The Presence of Christ
Edward Robinson, Exmouth
Both Enoch and Noah, we are told, walked with God. This does not refer merely to some specific occasion, but to that which characterized their daily pathway down here. Each of them lived in an evil day: of Noah (meaning rest or repose) it is said, by way of contrast to all around him, that he was a just man, Gen. 6. 9, whilst Enoch (whose name signifies disciplined or devoted) fitted in so little with the world in which he lived that "he was not; for God took him", 5. 24. Who could estimate the blessedness of the communion enjoyed by these favoured men? At the same time, how consistent must have been such a walk; how separate from the scene around, and how compensating the joy of such nearness to their God. The translation of Enoch was a foreview of that soon-coming greater occasion at the rapture, when the Lord will come, not only for the eternal pleasure of His saints, but also for His own satisfaction.

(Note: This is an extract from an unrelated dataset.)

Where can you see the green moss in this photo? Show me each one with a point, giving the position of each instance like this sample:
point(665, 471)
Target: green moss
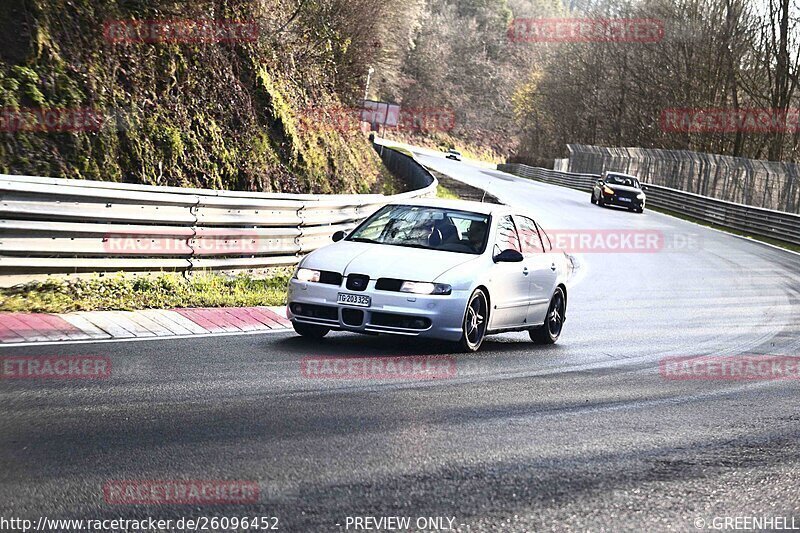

The Psalms breathe the experience and aspirations of nearness to God, as David expresses, "One thing have I desired of the Lord, that will I seek after; that I may dwell in the house of the Lord all the days of my life, to behold the beauty of the Lord, and to inquire in his temple", Psa. 27. 4. How much more, since a divine Person has become Man, should our aspirations after God be quickened. Peter, as he writes, looks back nostalgically to the transfiguration of the Lord, and writes, "And this voice which came from heaven we heard, when we were with him in the holy mount", 2 Pet. 1.18. In a day marked by a general decline in spiritual and moral standards unprecedented within living memory, the cultivation of the presence of Christ throughout each day is undoubtedly the greatest preservative of the Christian. Cultivation ? How much is involved in this important aspect of our Christian living? Paul sums it all up with those simple but all-embracing words, "For to me to live is Christ, and to die is gain,", Phil. 1. 21.
It is fitting that John, "the disciple whom Jesus loved", should recount how the Baptist, looking upon Jesus as He walked, says, "Behold the Lamb of God", John 1. 36. The two disciples heard him speak and they followed Jesus, coming under the spell of His attraction and leaving the Baptist. They are asked "What seek ye?", and reply "Master, where dwellest thou ?". It is clear that they are not in any way concerned with the kind of house in which He lived, but rather with the circumstances of His life.
The hymn writer describes it:
Thou abidest in the bosom,
Of the Father's love, In that love for ever dwelling,
Love all thought above.
His reply to the disciples is "Come and see", and "They came and saw where he dwelt, and abode with him that day", John. 1. 35-39. Their enquiry brought a gracious invitation and an experience beyond their expectation, a day which was again a foretaste of that eternal day soon to be entered upon by all His lovers who are looking expectantly for the return of their beloved Lord.
There is evidence that nearness and communion with Christ bring from His presence pleasure, personality and power, as is witnessed in the early days of the church after Pentecost. Two men, Peter and John, went to the temple to pray. They had known much of the sweetness of nearness to the Lord in His pathway, as is attested adequately in the Gospel narratives, and in the power of the Spirit they were still in communion with Him. They were also, doubtless as the consequence of this, men of outstanding personality, so that, when accosted by the lame beggar, Peter (as usual the spokesman) can say "Look on us" and "In the name of Jesus Christ of Nazareth rise up and walk". Immediately the beggar's feet and ankle bones receive strength, Acts 3. 1-7. Peter then delivers a powerful address, beginning, "Ye men of Israel", going on to accuse the Jews of killing the Prince of Life, and stating that faith in His Name had given the lame man perfect soundness. He ends his address with a call for repentance, and the disciples are asked, "By what power, or by what name, have ye done this?". Peter replies, "by the name of Jesus Christ of Nazareth, whom ye crucified, whom God raised from the dead . . . doth this man stand here before you whole". And the concluding testimony is from these men of Israel, who had been convicted by the disciples, "Now when they saw the boldness of Peter and John, and perceived that they were unlearned and ignorant men, they marvelled ; and they took knowledge of them, that they had been with Jesus", Acts 4. 13. This, then, is the secret of power in testimony now, as it will be of endless pleasure when we shall be in His presence eternally, never more to go out.